A strongly positive Azithromycin with TCt of ≥2.0 was significantly associated with positive sputum culture. A GM value of >6.5 was strongly associated with about 50% of strongly positive PCR results. As noted previously, a few of the positive sputum cultures did not concur with the corresponding positive detection of Aspergillus DNA by PCR. Due to variability in the sensitivity of PCR and increased significance of adopting TCt of >0.0 as weak signal of Aspergillus detection, there is a need for urgent standardization and validation of PCR tests across all laboratories as advocated by other studies (Denning et al., 2011, Fisher et al., 2013).
Sputum consistencies could be a good predictor of positivity for microscopy, culture, GMI values and Aspergillus detection by PCR. Mucopurulent, purulent and blood-stained sputum had higher GM and PCR values. However, our study has shown that higher mean GMI values and TCt values for PCR were significantly associated with purulent sputum samples.
In conclusion, mucopurulent, purulent and blood stained sputum had higher GM and PCR values. A GMI value of >6.5 was associated with ~50% of strongly positive PCR values. We have no control group in our study which is required for setting the optimal cut-off. There are inconsistencies for both GM and PCR, so within patient reproducibility may be problematic (data not shown). Based on the results presented in this study, it is not clear whether GM is useful in sputum for diagnosis or for following therapy given the wide range of values, which did not correspond with PCR or culture.
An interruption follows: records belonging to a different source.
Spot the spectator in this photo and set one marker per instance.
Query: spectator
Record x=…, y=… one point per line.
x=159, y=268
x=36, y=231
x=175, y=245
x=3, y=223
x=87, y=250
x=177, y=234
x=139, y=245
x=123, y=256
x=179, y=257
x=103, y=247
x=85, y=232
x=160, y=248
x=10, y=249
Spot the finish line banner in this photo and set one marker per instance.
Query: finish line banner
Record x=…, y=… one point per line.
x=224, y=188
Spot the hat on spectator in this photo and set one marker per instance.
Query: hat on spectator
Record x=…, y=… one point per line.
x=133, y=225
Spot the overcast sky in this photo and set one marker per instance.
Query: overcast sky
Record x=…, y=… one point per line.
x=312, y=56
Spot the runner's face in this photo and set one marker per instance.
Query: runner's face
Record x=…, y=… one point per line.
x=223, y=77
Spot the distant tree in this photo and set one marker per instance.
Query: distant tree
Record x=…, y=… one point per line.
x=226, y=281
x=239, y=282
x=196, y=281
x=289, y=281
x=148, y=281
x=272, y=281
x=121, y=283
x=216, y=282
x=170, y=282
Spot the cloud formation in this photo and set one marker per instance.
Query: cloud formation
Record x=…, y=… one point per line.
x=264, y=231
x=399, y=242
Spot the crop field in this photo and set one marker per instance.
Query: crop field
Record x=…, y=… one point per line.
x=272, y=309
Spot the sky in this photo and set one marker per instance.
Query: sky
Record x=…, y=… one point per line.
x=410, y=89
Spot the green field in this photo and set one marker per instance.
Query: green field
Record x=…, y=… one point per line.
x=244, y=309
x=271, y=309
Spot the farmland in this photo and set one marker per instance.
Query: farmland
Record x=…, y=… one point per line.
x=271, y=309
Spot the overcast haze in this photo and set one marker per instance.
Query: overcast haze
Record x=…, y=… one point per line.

Future direction To be able to have the definitive optimal cut-off value for the detection of Aspergillus DNA by PCR and galactomannan antigen, more samples are needed for both index cases and the control groups. It is not clear what the source of the GM found in such high quantities in sputum is. In the future studies, possible confounding variables such as antibiotics (piperacillin-tazobactam, ampicillin), many opportunistic fungi, some solutions containing gluconate, food containing cereals products and soya beans should be evaluated (Girmenia et al., 2007, Lescher-Bru et al., 1998).